月まで届く思い出を

 

 

 

 

 

 ザラザラ、ガラガラン…コロコロ

「ああ残念、はい参加賞!」

「ちぇー……」

「せめて四等取りたかったね!」

 

 昼下がり、米花駅前の噴水広場に賑やかな音と声とが飛び交う。

 噴水の前に並べられた長机、その向こうには数人のスタッフと立て看板、長机の上には年季の入った色つやをしたカネと大きなガラガラ。

 長机の前には人々が列をなし、自分の番…福引きの順番が来るのを、今か今かと胸高鳴らせて待っていた。

 立て看板に貼られた景品の種類、玉の色に応じた特等から四等の景品、ハズレの代わりの参加賞の内容こそが、居並ぶ人々の一番注目する点だった。特等の商品券十万円か一等の豪華ディナー付き年越しクルーズか…どうかどちらかでも当たりますようにと皆一心に祈りをささげていた。

 列の後方に並んだ蘭もまた、祈る人の一人であった。右手に握った六枚の福引券に真剣な眼差しを注ぎ、唇を引き結んだ顔は、福引きに挑むというには少々険しすぎた。まるで空手の試合直前といったところか。

 その隣には、正反対で対極の、寝惚け眼で大あくびの大人が一人立っていた。

 毛利小五郎その人だ。

 大晦日までもう数えるほどとなったこの週末、二人は、昨日から始まった歳末福引大会の会場へと来ていた。

 正確に言うならば、昼間っからビールを煽り心底退屈そうな態でテレビを眺めていた小五郎を、蘭が不健全極まりないと引っ張り出したのだ。

 事務所にはもう一人、コナンもいたが、怪我人は大人しく留守番と蘭が厳しく言い付け残らせた。

 今日は風もなくすっきり晴れ渡り陽射しもおだやかだが、空気が冷たい。

 傷に障っては大変だ。

 今頃退屈しているかもしれないが、連れ回して余計な風邪を引いてはいけない…本当は一緒に行きたい気持ちを抑えて、留守番を命じた。

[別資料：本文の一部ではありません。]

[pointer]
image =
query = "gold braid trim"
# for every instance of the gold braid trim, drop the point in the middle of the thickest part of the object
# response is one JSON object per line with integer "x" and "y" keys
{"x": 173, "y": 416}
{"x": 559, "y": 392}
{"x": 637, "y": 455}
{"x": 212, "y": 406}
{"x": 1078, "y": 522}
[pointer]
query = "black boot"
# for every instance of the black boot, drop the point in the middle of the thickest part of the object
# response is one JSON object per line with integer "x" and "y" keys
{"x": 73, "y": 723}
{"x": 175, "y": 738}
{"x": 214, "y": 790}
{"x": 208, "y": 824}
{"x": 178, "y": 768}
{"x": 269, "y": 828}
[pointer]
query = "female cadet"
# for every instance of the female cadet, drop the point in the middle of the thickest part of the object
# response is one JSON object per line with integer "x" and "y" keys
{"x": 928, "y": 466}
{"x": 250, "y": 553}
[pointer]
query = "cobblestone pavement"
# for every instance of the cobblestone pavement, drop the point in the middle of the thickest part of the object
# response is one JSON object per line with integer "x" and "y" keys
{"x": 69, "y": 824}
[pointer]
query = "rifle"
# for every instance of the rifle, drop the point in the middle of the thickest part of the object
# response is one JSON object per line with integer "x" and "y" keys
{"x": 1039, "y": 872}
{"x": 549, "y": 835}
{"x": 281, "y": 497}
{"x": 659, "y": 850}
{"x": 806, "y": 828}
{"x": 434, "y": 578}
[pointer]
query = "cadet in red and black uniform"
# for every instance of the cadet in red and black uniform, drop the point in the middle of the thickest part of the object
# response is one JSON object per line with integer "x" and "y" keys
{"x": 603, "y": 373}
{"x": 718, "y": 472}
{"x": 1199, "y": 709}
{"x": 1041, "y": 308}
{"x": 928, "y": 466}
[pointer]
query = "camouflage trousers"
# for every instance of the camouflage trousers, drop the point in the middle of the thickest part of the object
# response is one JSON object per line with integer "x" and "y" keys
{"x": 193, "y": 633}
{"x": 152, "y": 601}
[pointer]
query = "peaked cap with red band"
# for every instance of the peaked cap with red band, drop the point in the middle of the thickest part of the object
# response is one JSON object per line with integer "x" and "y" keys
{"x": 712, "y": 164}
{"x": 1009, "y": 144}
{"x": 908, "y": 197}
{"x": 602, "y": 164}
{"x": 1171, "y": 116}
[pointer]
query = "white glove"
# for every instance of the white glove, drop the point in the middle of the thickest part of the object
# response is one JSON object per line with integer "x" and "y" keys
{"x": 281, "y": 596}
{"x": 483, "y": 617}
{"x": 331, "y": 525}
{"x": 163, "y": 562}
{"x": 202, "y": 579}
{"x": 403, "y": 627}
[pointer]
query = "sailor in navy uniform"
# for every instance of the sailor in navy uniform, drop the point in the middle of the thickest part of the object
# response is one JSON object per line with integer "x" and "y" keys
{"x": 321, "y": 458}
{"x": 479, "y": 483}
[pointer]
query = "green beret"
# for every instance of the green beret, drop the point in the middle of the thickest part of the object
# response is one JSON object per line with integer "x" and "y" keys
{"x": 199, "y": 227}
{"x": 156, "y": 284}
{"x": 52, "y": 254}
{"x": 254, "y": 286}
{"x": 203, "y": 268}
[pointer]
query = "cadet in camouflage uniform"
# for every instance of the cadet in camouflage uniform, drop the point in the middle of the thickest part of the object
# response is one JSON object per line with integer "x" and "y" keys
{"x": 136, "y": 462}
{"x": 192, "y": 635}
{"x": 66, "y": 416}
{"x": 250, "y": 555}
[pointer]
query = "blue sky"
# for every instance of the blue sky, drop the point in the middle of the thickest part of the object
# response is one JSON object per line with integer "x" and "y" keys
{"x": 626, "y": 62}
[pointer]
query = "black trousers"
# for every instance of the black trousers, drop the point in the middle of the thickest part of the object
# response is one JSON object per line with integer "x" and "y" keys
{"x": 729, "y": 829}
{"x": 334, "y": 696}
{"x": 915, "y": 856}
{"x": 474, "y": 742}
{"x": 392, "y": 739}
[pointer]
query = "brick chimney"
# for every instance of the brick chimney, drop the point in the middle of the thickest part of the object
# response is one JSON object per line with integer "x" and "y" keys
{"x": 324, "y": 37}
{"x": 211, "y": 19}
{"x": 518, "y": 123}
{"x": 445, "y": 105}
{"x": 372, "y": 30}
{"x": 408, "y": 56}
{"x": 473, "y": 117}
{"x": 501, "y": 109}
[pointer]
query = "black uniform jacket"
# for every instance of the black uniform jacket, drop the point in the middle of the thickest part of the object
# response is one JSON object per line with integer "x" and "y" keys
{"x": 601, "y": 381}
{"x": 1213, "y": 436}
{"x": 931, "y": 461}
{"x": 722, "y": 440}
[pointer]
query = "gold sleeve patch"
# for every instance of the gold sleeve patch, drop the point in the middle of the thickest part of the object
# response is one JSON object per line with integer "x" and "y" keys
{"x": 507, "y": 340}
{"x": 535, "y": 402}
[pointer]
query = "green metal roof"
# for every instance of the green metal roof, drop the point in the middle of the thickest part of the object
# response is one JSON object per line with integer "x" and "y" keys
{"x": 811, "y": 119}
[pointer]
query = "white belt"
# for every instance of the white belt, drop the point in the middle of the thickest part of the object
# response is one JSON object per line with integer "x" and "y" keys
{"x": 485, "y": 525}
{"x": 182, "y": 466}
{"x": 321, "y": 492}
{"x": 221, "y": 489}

 いってらっしゃいと見送る眼差しが、少しつまらなそうだったのを思い出し、蘭は小さく唇を尖らせた。自分だって、つまらないのだから、お互いさまだと強引にねじ伏せる。

 

「うう、さみぃ。次の次か……ま、参加賞がせいぜいだろうな」

 

 立て看板に貼り付けられた景品表をちらりと見やり、小五郎はもう一度大あくびをした。

 ハズレの代わりの参加賞、景品はポケットティッシュか携帯用の使い捨てカイロのどちらか。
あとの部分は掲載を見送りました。